Whitehorse’s new drug treatment facility and detox centre is more than twice as big as its predecessor and will offer a new youth residential treatment program.
On Friday, politicians unveiled the new Sarah Steele Alcohol and Drug Services building in downtown Whitehorse just behind the current facilities.
The $18-million, three-storey building is 35,000 square feet and, with the detox and residential treatment programs combined, has the capacity for 50 clients. The old facility had only 20 beds.
There are two youth wings in the new facility, each with four beds meant for youth from 14 to 18 years old. One will offer medically supervised detox and the other will house a four- to five-week residential treatment program.
Youth residential treatment was not part of the original design of the building.
“Part of the plan was, in fact, to have a sobering centre and that was taken out because of the (plans to build the) new Salvation Army building,” said Michael Hanson, the health department’s manager of alcohol and drug services.
The new youth program, slated to start in November, will be run out of the space originally planned for the sobering centre.
The department will alternate between sessions for boys and for girls.
“We are just seeing more and more youth involved in our service,” Hanson said. “We have sent some outside the territory and then the government made a decision that they would try to put together a program for Yukon in the territory.”
Hanson said he doesn’t know how many youth will be referred to the new program. The department already offers youth counselling on an outpatient basis and has counsellors who attend local schools.
The biggest change is located on the new building’s second floor. That’s where all of the people in the adult residential program will stay.
In the old facility, the residential programs lasted 24 days and alternated between programs for men and programs for women. There were enough beds for a maximum of 10 people at a time.
The department could only run nine programs a year, Hanson said. Because the programs alternated, people looking for help could end up waiting months to get into the program they needed.
“They could relapse and then we never see them again,” he said. “It’s not a very good approach, it’s not a very evidence-based approach.”
In the new facility, residential treatment programs for men and women will run at the same time. They each will have 14 beds and people can stay between 30 and 90 days.

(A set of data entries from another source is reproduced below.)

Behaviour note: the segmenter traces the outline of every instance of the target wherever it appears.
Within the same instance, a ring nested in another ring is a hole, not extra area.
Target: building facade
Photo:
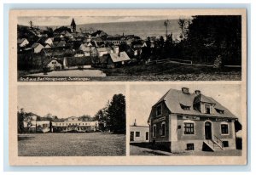
[[[69,117],[63,121],[37,121],[32,119],[24,123],[25,133],[87,133],[98,129],[98,121],[84,121],[78,117]]]
[[[236,150],[235,121],[228,109],[201,91],[170,89],[153,107],[150,143],[171,152]]]
[[[97,121],[84,121],[77,117],[69,117],[67,120],[60,122],[54,122],[55,132],[67,133],[85,133],[96,132],[98,129],[99,123]]]
[[[130,143],[149,142],[149,127],[130,126]]]

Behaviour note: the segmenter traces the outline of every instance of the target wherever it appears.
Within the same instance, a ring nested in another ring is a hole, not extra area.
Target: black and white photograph
[[[9,16],[11,165],[247,164],[245,8]]]
[[[240,92],[237,84],[131,86],[131,155],[241,156]]]
[[[17,20],[20,82],[241,80],[241,15]]]
[[[19,156],[125,155],[124,86],[19,86]]]

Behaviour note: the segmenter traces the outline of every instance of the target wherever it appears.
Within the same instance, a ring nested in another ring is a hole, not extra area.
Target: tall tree
[[[24,118],[25,118],[25,115],[26,115],[26,112],[25,112],[25,110],[23,108],[20,109],[20,111],[18,111],[18,114],[17,114],[17,116],[18,116],[18,123],[17,123],[17,126],[18,126],[18,133],[22,133],[24,132]]]
[[[188,26],[186,55],[194,62],[241,64],[241,15],[194,16]]]
[[[28,23],[29,23],[30,28],[32,29],[34,25],[33,22],[32,20],[30,20]]]
[[[108,109],[107,125],[115,133],[125,133],[125,97],[123,94],[113,95]]]

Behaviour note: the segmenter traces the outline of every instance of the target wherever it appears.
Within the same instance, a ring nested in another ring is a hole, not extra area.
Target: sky
[[[136,119],[137,125],[148,126],[151,107],[170,89],[189,88],[190,93],[201,90],[202,94],[213,98],[230,110],[238,118],[241,117],[241,86],[224,84],[178,85],[133,85],[130,89],[130,125]]]
[[[125,86],[22,85],[18,87],[18,107],[40,116],[94,116],[117,93],[125,95]]]
[[[76,25],[93,23],[129,22],[141,20],[174,20],[179,18],[191,18],[190,16],[28,16],[19,17],[18,24],[29,25],[32,20],[36,26],[41,25],[70,25],[74,18]]]

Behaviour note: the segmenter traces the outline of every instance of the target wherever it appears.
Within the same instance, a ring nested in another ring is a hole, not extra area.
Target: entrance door
[[[206,139],[212,139],[212,123],[209,121],[205,123],[205,135]]]
[[[134,132],[130,133],[130,141],[134,141]]]

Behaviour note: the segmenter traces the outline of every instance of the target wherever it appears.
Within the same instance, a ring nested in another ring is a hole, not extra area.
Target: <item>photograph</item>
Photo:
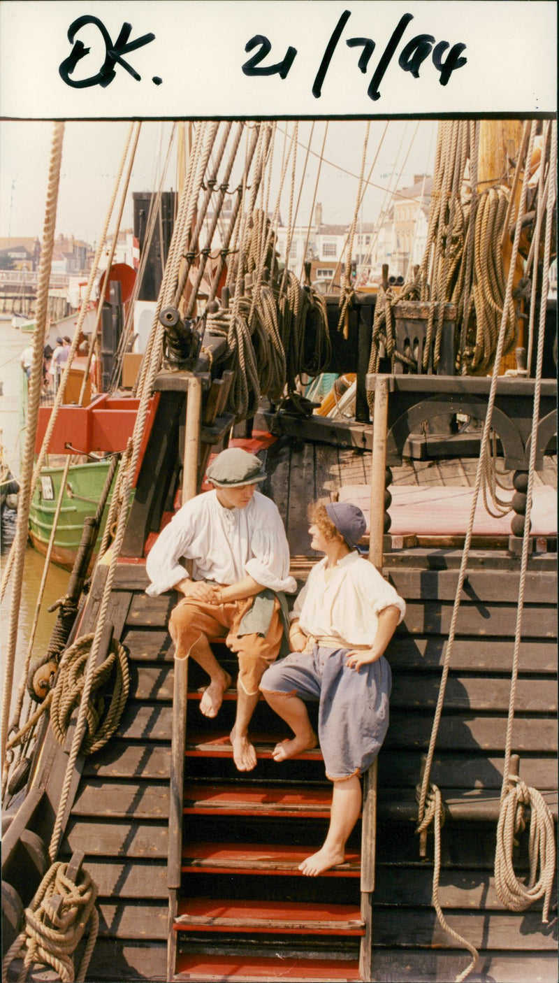
[[[0,29],[2,983],[557,983],[555,4]]]

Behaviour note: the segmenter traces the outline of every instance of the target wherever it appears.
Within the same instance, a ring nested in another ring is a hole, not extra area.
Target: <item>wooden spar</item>
[[[491,185],[499,183],[510,186],[507,175],[514,169],[520,152],[523,134],[522,120],[481,120],[479,129],[479,154],[477,157],[477,191],[487,191]],[[516,203],[520,201],[522,182],[519,181]],[[502,247],[503,272],[506,279],[509,275],[513,244],[510,236],[506,236]],[[522,256],[518,255],[513,290],[518,285],[524,272]],[[524,320],[519,324],[519,346],[526,347]],[[515,353],[505,355],[501,361],[501,373],[507,369],[516,369]]]
[[[200,437],[201,382],[196,376],[189,378],[187,399],[187,434],[183,463],[183,505],[197,492],[197,470]]]
[[[382,571],[384,536],[384,476],[386,471],[386,434],[388,424],[388,376],[377,376],[372,416],[372,455],[370,476],[370,523],[368,558]],[[360,974],[371,978],[372,904],[376,856],[376,782],[377,761],[373,761],[363,776],[362,853],[361,853],[361,914],[365,935],[360,947]]]
[[[384,537],[384,475],[388,424],[388,376],[377,376],[372,411],[372,455],[370,474],[370,529],[368,558],[382,569]]]
[[[196,376],[192,376],[189,378],[187,395],[187,424],[183,463],[183,505],[191,498],[194,498],[197,492],[200,419],[201,381]],[[178,893],[181,887],[183,785],[185,780],[188,685],[189,660],[176,659],[173,673],[173,738],[171,742],[169,849],[167,855],[167,887],[169,889],[167,979],[172,979],[175,974],[177,957],[177,936],[172,926],[177,916]]]

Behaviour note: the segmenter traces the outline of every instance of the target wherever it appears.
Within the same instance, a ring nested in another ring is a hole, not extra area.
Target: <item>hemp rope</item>
[[[25,910],[25,928],[3,959],[2,983],[7,983],[8,969],[17,958],[24,960],[18,983],[24,983],[33,963],[51,966],[63,983],[83,983],[85,979],[99,928],[97,888],[86,871],[82,870],[80,882],[75,884],[66,876],[68,864],[59,861],[43,877]],[[58,913],[51,903],[53,896],[62,898]],[[87,942],[76,972],[72,955],[87,926]]]
[[[134,129],[134,124],[131,124],[130,129],[129,129],[129,133],[128,133],[128,137],[127,137],[127,141],[126,141],[126,145],[125,145],[125,149],[124,149],[124,152],[123,152],[123,155],[122,155],[122,159],[121,159],[121,162],[120,162],[119,170],[118,170],[117,177],[116,177],[116,180],[115,180],[115,184],[114,184],[114,187],[113,187],[112,199],[111,199],[111,202],[110,202],[110,204],[109,204],[109,208],[107,210],[107,215],[106,215],[106,219],[105,219],[105,225],[104,225],[103,231],[101,233],[101,236],[99,237],[99,243],[98,243],[98,246],[97,246],[95,257],[93,259],[93,263],[91,265],[91,270],[90,270],[89,277],[88,277],[88,280],[87,280],[87,286],[85,288],[85,294],[84,294],[84,301],[82,303],[82,307],[80,309],[80,314],[78,316],[78,322],[77,322],[76,332],[75,332],[75,335],[74,335],[74,338],[73,338],[73,341],[72,341],[72,345],[70,347],[68,361],[66,362],[66,365],[65,365],[65,370],[64,370],[64,373],[63,373],[63,376],[62,376],[60,386],[59,386],[58,391],[57,391],[57,393],[55,395],[54,404],[53,404],[53,407],[52,407],[52,410],[51,410],[51,414],[50,414],[50,417],[49,417],[49,422],[48,422],[47,429],[46,429],[46,432],[45,432],[45,435],[44,435],[44,438],[43,438],[42,446],[41,446],[41,449],[39,451],[39,455],[37,457],[37,460],[35,462],[35,467],[34,467],[33,477],[32,477],[32,482],[31,482],[31,489],[33,489],[33,490],[34,490],[34,488],[36,486],[40,470],[41,470],[41,468],[43,466],[43,463],[44,463],[44,458],[45,458],[45,454],[46,454],[46,447],[48,446],[48,443],[49,443],[50,438],[52,436],[52,433],[53,433],[53,430],[54,430],[54,425],[55,425],[55,422],[56,422],[56,418],[58,416],[58,411],[60,409],[60,406],[62,405],[62,398],[63,398],[63,393],[64,393],[64,385],[66,384],[66,378],[68,377],[67,375],[66,375],[66,373],[67,373],[67,370],[70,367],[71,359],[74,357],[74,353],[76,352],[76,349],[78,347],[78,340],[77,339],[79,337],[79,332],[82,331],[82,327],[83,327],[83,324],[84,324],[85,314],[86,314],[87,308],[89,306],[89,300],[90,300],[90,297],[91,297],[91,292],[92,292],[93,285],[94,285],[94,282],[95,282],[95,278],[96,278],[96,275],[97,275],[99,261],[100,261],[101,256],[103,254],[103,250],[104,250],[104,246],[105,246],[105,239],[106,239],[106,235],[107,235],[107,230],[108,230],[108,227],[109,227],[109,222],[110,222],[112,210],[113,210],[114,203],[115,203],[115,201],[116,201],[118,186],[120,184],[120,180],[121,180],[121,177],[122,177],[122,172],[124,170],[124,165],[125,165],[125,162],[126,162],[126,157],[127,157],[127,154],[128,154],[128,148],[129,148],[129,145],[130,145],[130,141],[132,139],[133,129]],[[48,205],[48,200],[47,200],[47,205]],[[36,335],[37,335],[37,332],[35,331],[35,336]],[[40,365],[42,367],[42,348],[41,348],[41,352],[40,352]],[[42,368],[41,368],[41,374],[42,374]],[[31,459],[33,457],[34,457],[34,443],[33,443],[33,448],[32,448],[32,453],[31,453]],[[27,534],[27,524],[26,524],[26,539],[27,539],[27,535],[28,534]],[[11,576],[12,566],[13,566],[14,552],[15,552],[14,549],[12,549],[10,551],[10,555],[9,555],[8,560],[6,562],[6,569],[5,569],[4,574],[2,576],[2,587],[1,587],[1,590],[0,590],[0,600],[2,600],[2,598],[4,597],[4,592],[6,590],[9,578]]]
[[[200,128],[200,133],[201,129],[202,128]],[[205,162],[207,162],[207,159],[209,157],[209,152],[211,149],[211,140],[213,135],[214,135],[214,127],[211,127],[205,133],[205,139],[200,152],[200,158],[204,159]],[[195,168],[193,166],[192,168],[193,172],[194,169]],[[169,261],[168,260],[165,275],[163,277],[161,290],[159,293],[159,299],[158,299],[159,310],[161,309],[163,299],[164,298],[167,299],[169,297],[171,290],[173,289],[173,283],[176,283],[178,280],[179,267],[183,252],[183,250],[179,248],[178,244],[181,243],[182,245],[182,241],[186,239],[186,236],[188,235],[188,232],[192,226],[192,216],[194,214],[194,204],[192,203],[192,199],[195,199],[195,203],[196,203],[196,199],[197,198],[197,195],[199,193],[199,188],[201,186],[201,182],[203,179],[203,169],[199,162],[197,163],[196,170],[196,181],[193,179],[194,194],[192,196],[189,195],[189,189],[185,189],[185,194],[182,196],[182,201],[179,205],[177,222],[173,230],[171,246],[169,249],[169,256],[171,258],[171,261]],[[189,201],[189,199],[191,201]],[[116,508],[116,502],[118,501],[120,504],[120,510],[116,524],[116,533],[113,542],[112,555],[109,562],[107,577],[105,580],[103,595],[101,598],[99,612],[97,615],[95,632],[93,634],[91,647],[87,658],[83,695],[80,702],[80,709],[78,712],[76,730],[72,742],[72,747],[70,750],[69,760],[64,779],[64,784],[61,791],[58,811],[49,845],[49,854],[51,860],[54,859],[58,851],[60,839],[62,837],[63,818],[66,811],[68,796],[70,794],[72,774],[82,745],[82,740],[84,738],[84,734],[85,731],[89,696],[95,674],[95,663],[97,660],[97,653],[99,650],[101,635],[104,630],[106,615],[109,607],[112,584],[116,571],[116,564],[122,547],[122,543],[124,540],[125,526],[128,517],[127,506],[130,498],[133,477],[136,474],[136,469],[140,457],[140,452],[141,447],[141,436],[143,434],[145,422],[147,419],[152,384],[160,364],[163,331],[164,331],[163,325],[159,324],[157,316],[157,318],[154,318],[152,325],[151,338],[150,338],[151,341],[150,357],[149,361],[146,363],[145,375],[143,376],[141,380],[140,406],[135,420],[134,433],[132,438],[129,440],[126,452],[123,455],[121,469],[119,471],[118,486],[116,493],[113,497],[113,502],[111,503],[111,509],[112,509],[112,504],[115,504]],[[109,513],[109,516],[110,515],[111,512]]]
[[[368,135],[369,135],[369,133],[370,133],[370,120],[367,120],[365,131],[364,131],[364,140],[363,140],[363,153],[362,153],[362,159],[361,159],[361,170],[360,170],[360,179],[359,179],[359,184],[358,184],[358,194],[357,194],[357,199],[356,199],[356,206],[355,206],[355,209],[354,209],[354,217],[353,217],[353,220],[352,220],[352,224],[350,226],[350,234],[349,234],[348,242],[347,242],[346,263],[345,263],[345,266],[344,266],[344,284],[343,284],[342,289],[340,290],[340,318],[338,319],[338,331],[341,331],[342,328],[345,326],[346,314],[348,313],[348,311],[349,311],[349,309],[351,307],[353,298],[355,297],[355,294],[356,294],[355,289],[354,289],[353,284],[352,284],[352,255],[353,255],[353,252],[354,252],[354,239],[355,239],[355,234],[356,234],[356,225],[357,225],[357,222],[358,222],[358,214],[359,214],[359,209],[361,207],[361,202],[362,202],[363,181],[363,177],[364,177],[364,164],[365,164],[365,160],[366,160],[366,148],[367,148],[367,145],[368,145]],[[344,336],[347,337],[347,331],[346,330],[344,330]]]
[[[529,159],[531,156],[531,145],[532,145],[532,143],[533,143],[534,129],[535,129],[535,124],[532,124],[532,129],[531,129],[531,143],[530,143],[530,148],[529,148]],[[421,784],[420,784],[420,789],[419,789],[419,809],[418,809],[418,827],[417,827],[417,832],[421,833],[422,837],[426,836],[426,819],[425,819],[426,812],[425,812],[425,805],[426,805],[427,793],[428,792],[430,793],[431,796],[434,795],[434,798],[435,798],[435,811],[433,812],[433,819],[436,818],[437,814],[439,814],[439,816],[440,816],[439,810],[442,809],[442,799],[439,799],[438,796],[436,795],[436,792],[438,791],[437,786],[434,785],[434,784],[432,784],[430,782],[430,772],[431,772],[432,761],[433,761],[433,757],[434,757],[434,749],[435,749],[436,738],[437,738],[437,734],[438,734],[438,727],[439,727],[440,719],[441,719],[441,715],[442,715],[442,707],[443,707],[443,703],[444,703],[446,682],[447,682],[448,672],[449,672],[449,668],[450,668],[450,662],[451,662],[451,657],[452,657],[452,651],[453,651],[453,647],[454,647],[454,638],[455,638],[455,633],[456,633],[456,623],[457,623],[457,619],[458,619],[458,612],[459,612],[459,609],[460,609],[462,590],[463,590],[464,581],[465,581],[465,578],[466,578],[466,568],[467,568],[467,565],[468,565],[468,557],[469,557],[470,546],[471,546],[471,543],[472,543],[472,534],[473,534],[473,529],[474,529],[474,516],[475,516],[475,504],[476,504],[476,501],[477,501],[477,496],[478,496],[478,493],[479,493],[479,487],[480,487],[481,476],[482,476],[482,471],[483,471],[483,459],[484,459],[484,456],[485,456],[485,453],[486,453],[486,448],[488,446],[488,436],[489,436],[489,431],[490,431],[490,426],[491,426],[491,416],[492,416],[492,412],[493,412],[493,405],[494,405],[494,401],[495,401],[495,394],[496,394],[496,388],[497,388],[498,372],[499,372],[499,368],[500,368],[500,364],[501,364],[501,358],[502,358],[502,355],[503,355],[503,348],[504,348],[504,342],[505,342],[506,308],[507,308],[507,303],[508,303],[509,299],[512,296],[513,278],[514,278],[514,273],[515,273],[516,260],[517,260],[517,256],[518,256],[518,247],[519,247],[519,242],[520,242],[520,232],[521,232],[522,217],[524,215],[524,209],[525,209],[525,204],[526,204],[527,187],[528,187],[528,182],[525,180],[525,182],[523,183],[522,194],[521,194],[521,202],[520,202],[520,206],[519,206],[519,216],[518,216],[517,225],[516,225],[516,229],[515,229],[515,237],[514,237],[514,242],[513,242],[512,257],[511,257],[511,262],[510,262],[510,267],[509,267],[509,274],[508,274],[508,278],[507,278],[507,288],[506,288],[506,295],[505,295],[505,304],[503,305],[503,316],[501,318],[499,337],[498,337],[498,341],[497,341],[497,348],[496,348],[496,353],[495,353],[495,360],[494,360],[494,365],[493,365],[493,372],[492,372],[492,376],[491,376],[491,384],[490,384],[489,396],[488,396],[488,400],[487,400],[487,412],[486,412],[484,426],[483,426],[483,434],[482,434],[481,444],[480,444],[479,460],[478,460],[477,469],[476,469],[476,473],[475,473],[475,487],[474,487],[474,493],[473,493],[473,499],[472,499],[472,507],[471,507],[471,511],[470,511],[470,519],[469,519],[469,523],[468,523],[468,529],[467,529],[467,533],[466,533],[466,540],[465,540],[465,544],[464,544],[464,550],[463,550],[463,554],[462,554],[462,560],[461,560],[461,564],[460,564],[460,571],[459,571],[459,575],[458,575],[458,583],[457,583],[457,588],[456,588],[456,595],[455,595],[453,611],[452,611],[452,617],[451,617],[451,623],[450,623],[450,628],[449,628],[448,642],[447,642],[445,656],[444,656],[443,668],[442,668],[442,673],[441,673],[441,682],[440,682],[439,692],[438,692],[438,697],[437,697],[437,705],[436,705],[434,719],[433,719],[433,726],[432,726],[431,735],[430,735],[430,739],[429,739],[429,747],[428,747],[428,752],[427,752],[427,756],[426,756],[423,777],[422,777],[422,781],[421,781]],[[521,580],[521,586],[522,586],[522,580]],[[436,823],[435,823],[435,834],[436,834]],[[439,863],[440,863],[440,856],[438,855],[437,852],[435,852],[435,867],[434,867],[434,874],[433,874],[433,905],[435,906],[435,911],[437,913],[437,918],[439,919],[439,921],[441,921],[441,919],[439,917],[440,905],[438,903],[438,896],[437,896],[437,884],[438,884],[438,875],[439,875]],[[441,914],[442,914],[442,912],[441,912]],[[441,925],[442,925],[442,921],[441,921]],[[443,927],[445,927],[445,926],[443,926]],[[470,952],[472,952],[472,950],[470,949],[469,946],[467,948],[469,949]],[[472,965],[468,968],[468,973],[471,972],[471,970],[474,968],[475,964],[475,957],[474,958],[474,961],[473,961]],[[467,975],[468,975],[468,973],[467,973]],[[461,974],[461,976],[459,977],[460,980],[462,980],[464,978],[465,978],[464,974]]]
[[[94,635],[83,635],[68,648],[61,660],[59,673],[52,690],[50,704],[50,723],[59,744],[64,745],[70,720],[76,707],[80,705],[84,688],[84,669]],[[110,695],[108,709],[105,708],[106,694],[93,692],[100,690],[114,672],[115,681]],[[80,753],[94,754],[107,743],[119,725],[130,691],[130,671],[126,649],[113,639],[109,654],[101,665],[93,669],[90,696],[85,710],[87,732]]]
[[[32,460],[34,454],[35,432],[38,419],[38,408],[42,389],[43,346],[46,331],[46,316],[48,302],[48,284],[50,264],[54,249],[54,232],[56,226],[56,206],[60,183],[62,163],[62,144],[64,140],[64,124],[55,123],[52,137],[51,156],[48,173],[48,189],[45,207],[45,219],[42,237],[42,248],[37,276],[37,306],[36,326],[33,332],[33,357],[29,376],[29,395],[28,404],[28,427],[26,433],[26,448],[22,477],[20,481],[20,497],[18,501],[18,523],[14,539],[14,586],[10,607],[8,640],[6,644],[5,675],[2,694],[1,744],[2,768],[5,768],[6,742],[10,716],[10,703],[14,684],[14,663],[16,642],[20,619],[20,605],[22,599],[22,581],[25,565],[26,548],[28,542],[28,522],[29,517],[30,499],[32,493]],[[6,580],[7,583],[7,580]],[[4,589],[2,590],[2,595]]]
[[[531,140],[528,152],[528,162],[531,159],[531,146],[533,143],[534,126],[531,128]],[[552,140],[550,148],[549,171],[556,173],[556,123],[552,128]],[[541,167],[543,167],[543,148]],[[528,171],[528,166],[526,171]],[[528,184],[528,176],[525,178],[525,186]],[[524,186],[523,186],[524,192]],[[541,297],[547,297],[549,289],[549,264],[551,257],[551,233],[553,225],[553,209],[556,203],[555,185],[552,181],[548,184],[547,199],[543,202],[540,201],[539,208],[545,210],[545,238],[544,256],[542,270]],[[524,206],[524,202],[523,202]],[[522,207],[517,223],[517,233],[522,220]],[[515,235],[515,242],[520,238],[520,233]],[[537,258],[534,257],[534,275],[537,271]],[[540,793],[535,788],[527,787],[520,781],[517,781],[511,787],[513,781],[510,776],[510,757],[512,748],[513,722],[516,702],[516,688],[519,671],[520,641],[522,630],[522,616],[524,610],[524,596],[526,586],[526,574],[528,569],[528,555],[530,547],[530,517],[531,512],[533,474],[535,470],[535,455],[537,448],[537,428],[539,422],[539,397],[541,390],[541,371],[543,365],[543,347],[545,336],[545,302],[542,300],[539,312],[539,325],[537,338],[537,354],[535,369],[535,384],[533,393],[533,414],[531,421],[531,434],[530,444],[529,478],[527,492],[526,518],[523,535],[523,548],[521,556],[521,579],[519,602],[517,607],[517,621],[515,629],[515,644],[513,652],[513,665],[511,672],[511,690],[509,696],[509,713],[507,719],[507,734],[505,740],[505,764],[503,775],[503,785],[501,789],[501,812],[497,828],[497,846],[495,852],[495,889],[502,902],[513,911],[524,911],[532,901],[541,896],[544,897],[542,921],[547,922],[549,903],[551,898],[551,889],[555,874],[555,831],[551,813]],[[524,807],[531,806],[531,827],[530,827],[530,879],[528,889],[517,880],[513,869],[512,851],[514,844],[514,834],[524,823]],[[540,868],[540,879],[535,883],[537,867]]]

Adult residential programs officially start Oct.12.
While a spot in the residential treatment programs requires a referral from a doctor or counsellor, anyone can walk off the street and into either the youth or adult detox programs, Hanson said.
Nurses on staff will be able to supervise people as their bodies withdraw from drugs and alcohol.
“Usually alcohol withdrawal is seven to 10 days. It depends what they’re withdrawing from,” Hanson said.
“So if it’s opiates it could be a bit longer. If they’re doing a methadone tapering that could be a month.”
The new detox centre opens Oct. 3. The old facility will remain up and running this week.
The old Sarah Steele building was constructed some time in the ’40s. It has served as a residence for nurses and teachers before it was taken over by the health department.
Its age and small size limited the kinds of programs the department could offer. There was only one room for any kind of group session, Hanson said.
Along with office space for the department’s 14 counsellors who will continue to offer regular outpatient counselling, the third floor of the new building has an art room and fitness equipment.
“So now we have the opportunity to do multiple therapeutic approaches.”
The health department has said that the old Sarah Steele building will be knocked down to make room for a parking lot and green space.